Je ne suis pas convaincu
que l’opinion du monde finira un jour par « comprendre le sens »
des attaques qui ont frappé Paris. Le non-linéaire est roi. La guerre de
quatrième génération, comme on l’appelle, se développe aujourd’hui parce que
des armes sont disponibles partout dans le monde, et qu’une bande de
maniaques armés de mitrailleuses et de deux kilos d’explosifs plastiques
Semtex peuvent transformer n’importe quelle zone en un champ de bataille.
Pour ce qui est des
militaires français, la réponse immédiate a été le bombardement de la place
forte d’ISIS à Raqqa. Mais n’est-ce pas là ce à quoi s’adonnent les troupes
américaines et russes depuis un certain temps déjà ? Soit le bastion a
déjà été bombardé et transformé en une pile de graviers, soit nos capacités
en termes de conflit aérien ne sont pas ce qu’on voudrait nous faire croire –
et nous avons toutes les raisons de penser cela, au vu des dix dernières
années de bombardements anti-djihadistes en Afghanistan et en Lybie qui n’ont
laissé derrière elles rien de plus qu’une crise de réfugiés.
Une chose semble
certaine : des gouvernements radicaux monteront au pouvoir. Politiquement,
l’Occident a des problèmes de frontières qui vont bien au-delà de la question
des frontières nationales et jusqu’au cœur de la psychologie du libéralisme
moderne.

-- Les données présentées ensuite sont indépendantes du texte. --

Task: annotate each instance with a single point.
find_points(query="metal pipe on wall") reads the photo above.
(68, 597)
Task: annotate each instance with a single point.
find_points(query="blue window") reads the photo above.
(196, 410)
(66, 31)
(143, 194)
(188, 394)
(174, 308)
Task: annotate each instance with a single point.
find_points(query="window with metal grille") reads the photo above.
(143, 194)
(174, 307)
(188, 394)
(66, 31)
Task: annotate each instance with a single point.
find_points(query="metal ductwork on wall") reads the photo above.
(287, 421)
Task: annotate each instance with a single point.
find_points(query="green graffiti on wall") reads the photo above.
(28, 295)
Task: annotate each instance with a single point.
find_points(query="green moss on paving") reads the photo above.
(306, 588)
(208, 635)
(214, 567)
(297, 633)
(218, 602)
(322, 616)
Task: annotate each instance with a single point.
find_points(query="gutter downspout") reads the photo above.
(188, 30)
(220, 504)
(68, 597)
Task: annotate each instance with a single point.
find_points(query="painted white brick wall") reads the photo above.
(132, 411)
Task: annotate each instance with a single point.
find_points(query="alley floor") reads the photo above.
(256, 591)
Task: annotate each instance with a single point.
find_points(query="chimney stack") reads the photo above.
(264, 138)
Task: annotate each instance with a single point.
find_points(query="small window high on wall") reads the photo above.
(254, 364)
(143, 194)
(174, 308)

Quand en aurons-nous enfin eu assez ? D’un autre côté, sommes-nous
prêts à faire quoi que ce soit ? Les sociétés occidentales optent
aujourd’hui pour en faire peu et trop lentement.
De nos jours, le
comportement des directeurs d’universités et de facultés aux Etats-Unis est
emblématique de ces lâches hésitations. Le despotisme intellectuel règne sur
les campus, et les doyens d’universités se comportent à la manière d’opossums.
Ils n’ont pas la force morale de défendre la liberté de parole et laissent
les chasses aux sorcières se multiplier. Le résultat en sera la mort
intellectuelle (cérébrale) de leurs institutions, et enfin la mort des
hautes-études en tant que moyen de développement socioéconomique individuel.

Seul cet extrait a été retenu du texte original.